Using this class, we can write the following code to generate the LuaBindings shown earlier in the post:
const Class *currentClass = nullptr;
void HandleClass(FileGenerator &fileGenerator, const Class &class_) {
currentClass = &class_;
auto &properties = class_.properties;
if (FileGenerator::GetProperty(properties, "LuaClass") != nullptr) {
FileGenerator::files["LuaBindings.cpp.gen"].includes.insert(class_.path);
auto &function = FileGenerator::files["LuaBindings.cpp.gen"].functions["CreateBindings"];
function.header.AddVariable({"sol::state&", "lua_state"});
auto &body = function.body;
std::string userTypeCreation =
"sol::usertype<" + class_.fullNamespace + "> " + class_.name + "_table = lua_state.new_usertype<" +
class_.fullNamespace + ">(\"" + class_.name + "\", sol::constructors<" + class_.fullNamespace +
"()>{});";
body.emplace_back(userTypeCreation);
}
}
void HandleMember(FileGenerator &fileGenerator, const Variable &variable) {
auto &properties = variable.properties;
if (FileGenerator::GetProperty(properties, "LuaInspect") != nullptr) {
FileGenerator::files["LuaBindings.cpp.gen"].includes.insert(variable.path);
auto &function = FileGenerator::files["LuaBindings.cpp.gen"].functions["CreateBindings"];
function.header.AddVariable({"sol::state&", "lua_state"});
auto &body = function.body;
std::string propertyCreation =
currentClass->name + "_table[\"" + variable.name + "\"] = &" + variable.fullNamespace + ";";
body.emplace_back(propertyCreation);
}
}
void HandleMethod(FileGenerator &fileGenerator, const Function &function) {
auto &properties = function.properties;
if (FileGenerator::GetProperty(properties, "LuaInspect") != nullptr) {
FileGenerator::files["LuaBindings.cpp.gen"].includes.insert(function.path);
auto &fullFunction = FileGenerator::files["LuaBindings.cpp.gen"].functions["CreateBindings"];
fullFunction.header.AddVariable({"sol::state&", "lua_state"});
auto &body = fullFunction.body;
std::string propertyCreation =
currentClass->name + "_table[\"" + function.name + "\"] = &" + function.fullNamespace + "();";
body.emplace_back(propertyCreation);
}
}
As seen the user must worry about little things as much care has been taken to make the experience as streamlined as possible, the only lines in the callbacks are those that output strings to the function body.

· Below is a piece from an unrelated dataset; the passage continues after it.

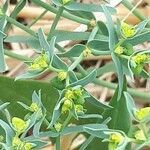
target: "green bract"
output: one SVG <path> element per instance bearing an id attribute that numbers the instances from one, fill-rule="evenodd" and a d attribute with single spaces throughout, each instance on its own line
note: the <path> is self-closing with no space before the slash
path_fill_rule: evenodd
<path id="1" fill-rule="evenodd" d="M 61 150 L 64 136 L 80 134 L 85 141 L 75 148 L 79 150 L 150 147 L 150 107 L 147 105 L 150 94 L 129 84 L 134 79 L 150 77 L 150 50 L 136 50 L 137 45 L 150 40 L 150 21 L 128 0 L 120 2 L 141 20 L 139 24 L 127 23 L 126 17 L 114 22 L 112 15 L 119 17 L 115 7 L 108 4 L 32 0 L 31 5 L 44 12 L 25 26 L 16 18 L 27 1 L 18 1 L 9 16 L 6 12 L 10 4 L 5 1 L 0 8 L 0 73 L 9 69 L 5 55 L 26 64 L 26 71 L 15 79 L 0 76 L 0 149 L 43 149 L 48 139 L 56 150 Z M 55 14 L 49 31 L 44 32 L 42 26 L 32 30 L 47 12 Z M 103 13 L 106 22 L 99 21 L 95 12 Z M 87 28 L 85 31 L 59 30 L 57 25 L 62 18 Z M 10 35 L 13 26 L 26 34 Z M 62 46 L 66 41 L 72 46 Z M 34 57 L 6 49 L 11 43 L 24 43 L 34 50 Z M 94 60 L 92 66 L 86 65 L 91 56 L 98 59 L 107 56 L 109 63 L 100 60 L 95 67 Z M 112 82 L 105 78 L 110 72 L 115 77 Z M 49 74 L 52 76 L 47 76 Z M 45 75 L 44 82 L 37 81 Z M 106 98 L 103 94 L 96 97 L 91 92 L 95 85 L 102 91 L 109 88 L 115 92 L 107 92 Z M 137 108 L 136 100 L 147 107 Z"/>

Running the file over the input gives us the output as showcased in the example:
CGCLASS(LuaClass)
class Foo
{
CGMEMBER(LuaInspect)
std::unordered_map<std::string, std::shared_ptr<Bar>> Var;
public:
CGMETHOD(LuaInspect)
void Func(const std::shared_ptr<Bar>& bar);
};
generates:
#include "C:\Users\games\source\github\Code-Generation\Code_Generation\include\Linker.hpp"

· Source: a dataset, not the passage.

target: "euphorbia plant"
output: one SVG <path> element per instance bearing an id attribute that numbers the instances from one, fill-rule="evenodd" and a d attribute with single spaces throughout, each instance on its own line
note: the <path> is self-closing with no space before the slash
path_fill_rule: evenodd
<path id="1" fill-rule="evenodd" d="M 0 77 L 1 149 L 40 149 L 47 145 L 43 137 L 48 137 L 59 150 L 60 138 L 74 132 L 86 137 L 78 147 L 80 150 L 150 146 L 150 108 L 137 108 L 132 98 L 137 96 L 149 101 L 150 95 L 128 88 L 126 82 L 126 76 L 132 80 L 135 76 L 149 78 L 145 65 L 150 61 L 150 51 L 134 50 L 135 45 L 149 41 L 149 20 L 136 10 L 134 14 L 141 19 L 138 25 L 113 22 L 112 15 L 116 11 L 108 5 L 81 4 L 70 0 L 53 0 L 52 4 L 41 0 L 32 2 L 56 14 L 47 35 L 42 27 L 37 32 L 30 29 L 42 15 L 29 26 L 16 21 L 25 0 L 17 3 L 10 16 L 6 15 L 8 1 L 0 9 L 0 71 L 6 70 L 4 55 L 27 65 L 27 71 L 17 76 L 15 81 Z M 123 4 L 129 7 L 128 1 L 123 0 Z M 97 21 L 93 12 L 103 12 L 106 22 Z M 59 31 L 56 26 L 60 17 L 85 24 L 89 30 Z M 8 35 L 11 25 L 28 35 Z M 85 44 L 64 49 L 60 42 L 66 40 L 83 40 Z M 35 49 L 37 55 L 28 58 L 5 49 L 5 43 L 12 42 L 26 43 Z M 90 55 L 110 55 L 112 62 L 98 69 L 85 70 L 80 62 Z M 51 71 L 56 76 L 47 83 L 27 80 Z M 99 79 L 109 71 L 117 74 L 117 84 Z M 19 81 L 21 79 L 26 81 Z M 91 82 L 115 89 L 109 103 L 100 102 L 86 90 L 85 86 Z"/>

void CreateBindings(sol::state& lua_state)
{
sol::usertype<Foo> Foo_table = lua_state.new_usertype<Foo>("Foo", sol::constructors<Foo()>{});
Foo_table["Func"] = &Foo::Func();
Foo_table["Var"] = &Foo::Var;
}
Final words
Although not perfect I believe that having a simple way to do reflection is vital for many projects and I hope that this blogpost and program encourage some people to make a better program (or improve the current one). I am very aware that this program has many shortcomings and this being my first experience with clang it also meant that I had to learn as I went. After writing this blog I will be working in a team to make a game engine and I hope I can convince people to use my program, so it gets some more practical examples.
All code showed is available to download and see on the github page.